本発明の抗体分子又はその抗原結合部分は、当技術分野で公知の技術、例えば組換え技術、ファージディスプレイ技術、合成技術、又はそのような技術又は当技術分野で容易に知られる他の技術の組み合わせを使用して産生することができる。
「エピトープ」という用語は、抗体分子の抗原結合領域の1つ以上において、抗体分子又はその抗原結合部分によって認識され、結合されることができる分子の部分を指す。エピトープは、1次、2次、又は3次タンパク質構造の定義される領域からなり、抗体の抗原結合領域又はその抗原結合部分によって認識される標的の2次構造単位又は構造ドメインの組み合わせを含む。同様にエピトープは、アミノ酸や糖側鎖などの分子の定義される化学的に活性な表面グループから成り、特定の3次元構造特性と特定の電荷特性を有することができる。本明細書で使用される「抗原性エピトープ」という用語は、当技術分野で公知の任意の方法、例えば従来のイムノアッセイ、抗体競合結合アッセイ、又はX線結晶構造解析、又は関連する構造決定法(NMRなど)によって決定される、抗体分子が特異的に結合できるポリペプチドの一部として定義される。

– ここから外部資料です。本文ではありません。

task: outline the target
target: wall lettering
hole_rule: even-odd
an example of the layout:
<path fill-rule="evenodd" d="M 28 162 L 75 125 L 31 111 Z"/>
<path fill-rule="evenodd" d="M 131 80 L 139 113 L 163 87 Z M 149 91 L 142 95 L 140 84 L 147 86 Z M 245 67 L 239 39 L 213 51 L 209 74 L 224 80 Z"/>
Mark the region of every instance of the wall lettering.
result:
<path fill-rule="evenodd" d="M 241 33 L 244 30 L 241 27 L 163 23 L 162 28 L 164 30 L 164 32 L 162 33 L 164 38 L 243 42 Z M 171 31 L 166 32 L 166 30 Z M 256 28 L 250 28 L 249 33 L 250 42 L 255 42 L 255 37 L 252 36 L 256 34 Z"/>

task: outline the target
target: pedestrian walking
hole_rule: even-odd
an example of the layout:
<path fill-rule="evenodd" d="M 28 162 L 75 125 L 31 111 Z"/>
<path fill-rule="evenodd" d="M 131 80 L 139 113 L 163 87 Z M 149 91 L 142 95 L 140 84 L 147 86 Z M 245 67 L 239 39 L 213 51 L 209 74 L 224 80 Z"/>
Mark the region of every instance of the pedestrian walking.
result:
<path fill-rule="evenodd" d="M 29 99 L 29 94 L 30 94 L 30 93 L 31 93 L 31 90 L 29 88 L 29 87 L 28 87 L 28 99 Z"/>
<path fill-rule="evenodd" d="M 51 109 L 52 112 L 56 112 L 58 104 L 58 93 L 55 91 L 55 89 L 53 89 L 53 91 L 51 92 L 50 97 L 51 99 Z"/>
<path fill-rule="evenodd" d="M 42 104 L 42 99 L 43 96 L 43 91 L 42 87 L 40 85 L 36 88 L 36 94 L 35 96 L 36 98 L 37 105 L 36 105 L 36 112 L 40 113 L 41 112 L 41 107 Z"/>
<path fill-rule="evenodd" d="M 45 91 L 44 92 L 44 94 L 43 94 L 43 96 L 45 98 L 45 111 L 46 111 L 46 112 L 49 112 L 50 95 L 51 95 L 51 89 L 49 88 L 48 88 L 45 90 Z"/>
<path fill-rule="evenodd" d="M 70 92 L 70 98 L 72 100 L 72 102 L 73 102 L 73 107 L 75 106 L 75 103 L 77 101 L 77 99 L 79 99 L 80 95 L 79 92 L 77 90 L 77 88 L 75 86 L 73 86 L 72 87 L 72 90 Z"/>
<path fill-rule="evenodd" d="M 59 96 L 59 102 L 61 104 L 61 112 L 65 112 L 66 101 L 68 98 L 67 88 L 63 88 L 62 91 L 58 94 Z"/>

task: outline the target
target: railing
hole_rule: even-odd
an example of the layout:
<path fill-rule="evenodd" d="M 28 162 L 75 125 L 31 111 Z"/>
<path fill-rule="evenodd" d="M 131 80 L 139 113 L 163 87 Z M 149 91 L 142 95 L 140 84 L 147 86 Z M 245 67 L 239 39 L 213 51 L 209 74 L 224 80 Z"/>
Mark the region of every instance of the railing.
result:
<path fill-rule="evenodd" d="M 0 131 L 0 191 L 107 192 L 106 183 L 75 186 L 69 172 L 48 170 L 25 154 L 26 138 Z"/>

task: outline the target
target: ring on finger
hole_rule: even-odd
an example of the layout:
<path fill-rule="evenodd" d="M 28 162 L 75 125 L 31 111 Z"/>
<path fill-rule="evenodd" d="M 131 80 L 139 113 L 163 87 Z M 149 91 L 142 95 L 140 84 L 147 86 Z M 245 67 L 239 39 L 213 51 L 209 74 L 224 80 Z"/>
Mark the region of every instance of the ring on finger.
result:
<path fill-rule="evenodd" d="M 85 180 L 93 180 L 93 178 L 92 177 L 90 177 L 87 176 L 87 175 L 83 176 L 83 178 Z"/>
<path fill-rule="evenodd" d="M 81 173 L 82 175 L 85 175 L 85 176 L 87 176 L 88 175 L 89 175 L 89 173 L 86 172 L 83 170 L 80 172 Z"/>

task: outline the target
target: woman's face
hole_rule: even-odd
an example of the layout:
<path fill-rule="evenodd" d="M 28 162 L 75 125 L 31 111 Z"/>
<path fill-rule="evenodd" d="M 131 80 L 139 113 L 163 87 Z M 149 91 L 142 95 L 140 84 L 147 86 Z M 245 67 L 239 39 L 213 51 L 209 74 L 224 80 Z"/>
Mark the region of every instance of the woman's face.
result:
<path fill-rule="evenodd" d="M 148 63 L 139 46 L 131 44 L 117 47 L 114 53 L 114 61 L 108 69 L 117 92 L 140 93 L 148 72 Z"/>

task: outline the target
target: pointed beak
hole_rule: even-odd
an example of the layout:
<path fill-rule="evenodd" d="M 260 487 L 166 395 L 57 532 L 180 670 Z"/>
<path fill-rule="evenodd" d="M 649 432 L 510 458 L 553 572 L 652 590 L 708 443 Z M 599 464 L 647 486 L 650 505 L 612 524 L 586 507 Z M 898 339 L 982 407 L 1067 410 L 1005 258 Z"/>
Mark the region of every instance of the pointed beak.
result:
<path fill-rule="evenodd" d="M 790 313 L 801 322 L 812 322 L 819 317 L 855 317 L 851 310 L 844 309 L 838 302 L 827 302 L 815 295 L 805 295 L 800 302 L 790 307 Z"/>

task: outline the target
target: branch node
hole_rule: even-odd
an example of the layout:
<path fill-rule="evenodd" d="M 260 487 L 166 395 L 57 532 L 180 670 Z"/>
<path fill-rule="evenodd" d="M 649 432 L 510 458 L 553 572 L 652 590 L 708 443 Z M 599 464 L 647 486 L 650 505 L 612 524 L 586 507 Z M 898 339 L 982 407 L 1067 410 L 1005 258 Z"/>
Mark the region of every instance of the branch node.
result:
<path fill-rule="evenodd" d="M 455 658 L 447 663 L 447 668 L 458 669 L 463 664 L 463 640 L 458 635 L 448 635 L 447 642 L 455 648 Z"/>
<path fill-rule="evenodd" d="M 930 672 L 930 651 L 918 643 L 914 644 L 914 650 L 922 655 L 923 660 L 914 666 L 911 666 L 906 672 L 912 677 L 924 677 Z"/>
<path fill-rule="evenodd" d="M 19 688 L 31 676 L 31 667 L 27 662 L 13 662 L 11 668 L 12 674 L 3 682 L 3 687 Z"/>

「結合親和性」又は「KD」という用語は、特定の抗原-抗体相互作用の解離速度を指す。KDは、解離速度(「オフレート(koff)」とも呼ばれる)と会合速度又は「オンレート(kon)」の比率である。すなわちKDはkoff/konに等しく、モル濃度(M)で表される。KDが小さいほど、結合の親和性が強くなる。従って、1μMのKDは1nMのKDと比較して弱い結合親和性を示す。抗体のKD値は、当技術分野で十分に確立された方法を使用して決定することができる。抗体のKD値を決定する1つの方法は、表面プラズモン共鳴(SPR)、通常Biacore(登録商標)システムなどのバイオセンサーシステムを使用することである。
「効力」という用語は、生物活性の測定値であり、IC50、又は本明細書に記載のCD47活性アッセイで測定される活性の50%を阻害する、抗原CD47に対する抗体又は抗体薬物結合体の有効濃度として指定することができる。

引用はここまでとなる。